Wednesday 16 August 2017 marked the Association of Personal Injury Lawyers (APIL)’s “Injury Prevention Day”. This year APIL’s campaign is centred around encouraging safer driving on UK roads, in turn reducing the number of both low and high speed collisions.

In the UK, we have 50% more traffic on our roads than the European average.

To mark the day, APIL is relaunching its long-running anti-tailgating campaign “Back Off” with a new animated video and graphics to help put stopping distances into perspective for motorists.

Tailgating & Stopping Distances

Drivers are being encouraged to remind themselves of stopping distances and to allow extra space between themselves and the vehicle in front.

APIL have said “Some injuries and subsequent insurance claims could easily be avoided if drivers backed off and left a bit more room.
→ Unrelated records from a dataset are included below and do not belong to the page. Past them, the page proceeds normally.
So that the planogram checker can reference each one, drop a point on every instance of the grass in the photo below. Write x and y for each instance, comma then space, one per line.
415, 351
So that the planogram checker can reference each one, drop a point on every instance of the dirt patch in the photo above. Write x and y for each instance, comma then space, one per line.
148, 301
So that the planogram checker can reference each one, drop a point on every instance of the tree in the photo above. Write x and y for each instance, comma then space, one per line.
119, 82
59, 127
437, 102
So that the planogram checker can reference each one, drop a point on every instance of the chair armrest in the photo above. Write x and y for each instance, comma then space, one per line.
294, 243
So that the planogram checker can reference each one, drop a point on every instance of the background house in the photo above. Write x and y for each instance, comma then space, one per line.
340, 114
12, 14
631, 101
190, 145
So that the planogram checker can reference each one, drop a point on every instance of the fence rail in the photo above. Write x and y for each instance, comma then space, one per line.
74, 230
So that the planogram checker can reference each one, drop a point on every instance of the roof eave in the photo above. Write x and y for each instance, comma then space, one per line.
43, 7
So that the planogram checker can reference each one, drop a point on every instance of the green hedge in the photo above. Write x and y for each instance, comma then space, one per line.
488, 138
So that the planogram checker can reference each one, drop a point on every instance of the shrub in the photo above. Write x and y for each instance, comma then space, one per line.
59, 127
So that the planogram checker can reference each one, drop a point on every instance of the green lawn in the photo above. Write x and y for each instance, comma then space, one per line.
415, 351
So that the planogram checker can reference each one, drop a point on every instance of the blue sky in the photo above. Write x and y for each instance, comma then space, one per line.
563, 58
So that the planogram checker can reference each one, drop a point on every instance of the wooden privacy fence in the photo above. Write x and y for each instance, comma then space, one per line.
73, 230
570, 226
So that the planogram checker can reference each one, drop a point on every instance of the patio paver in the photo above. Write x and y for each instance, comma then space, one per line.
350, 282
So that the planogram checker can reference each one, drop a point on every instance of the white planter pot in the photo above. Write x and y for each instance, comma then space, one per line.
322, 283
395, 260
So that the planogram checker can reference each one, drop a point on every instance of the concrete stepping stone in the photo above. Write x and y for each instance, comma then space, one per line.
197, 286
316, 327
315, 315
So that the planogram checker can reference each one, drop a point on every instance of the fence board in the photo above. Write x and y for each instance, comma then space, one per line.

Driving too close, or “tailgating”, is a bad habit of which many drivers are guilty. It is incredibly dangerous as well as antisocial, and can be really intimidating for other drivers”.

Polls previously conducted show that many drivers are unaware of the stopping distances and fail to consider the “thinking distance” before the brakes are even applied.

According to the Highway Code, if a driver is travelling at 30mph the typical stopping distance is 23 metres including thinking time, which equates to 6 car lengths. At 60 miles per hour the stopping distance is 73 metres and the thinking distances is 18 metres.

Braking distances are much longer for larger and heavier vehicles and in wet or icy conditions.

The Road Casualties Annual Report states that the most common factor which contributed to accidents was drivers failing to look properly.


The Government has introduced sanctions to address drivers’ careless actions.

In August 2013, fixed penalty fines of up to £100 and 3 points on the driver’s licence were introduced for motoring offences including tailgating and well as hogging the middle lane of the motorway.

Whilst this is welcomed and highlights that careless driving will not be tolerated much more needs to be done to raise awareness of road safety amongst drivers.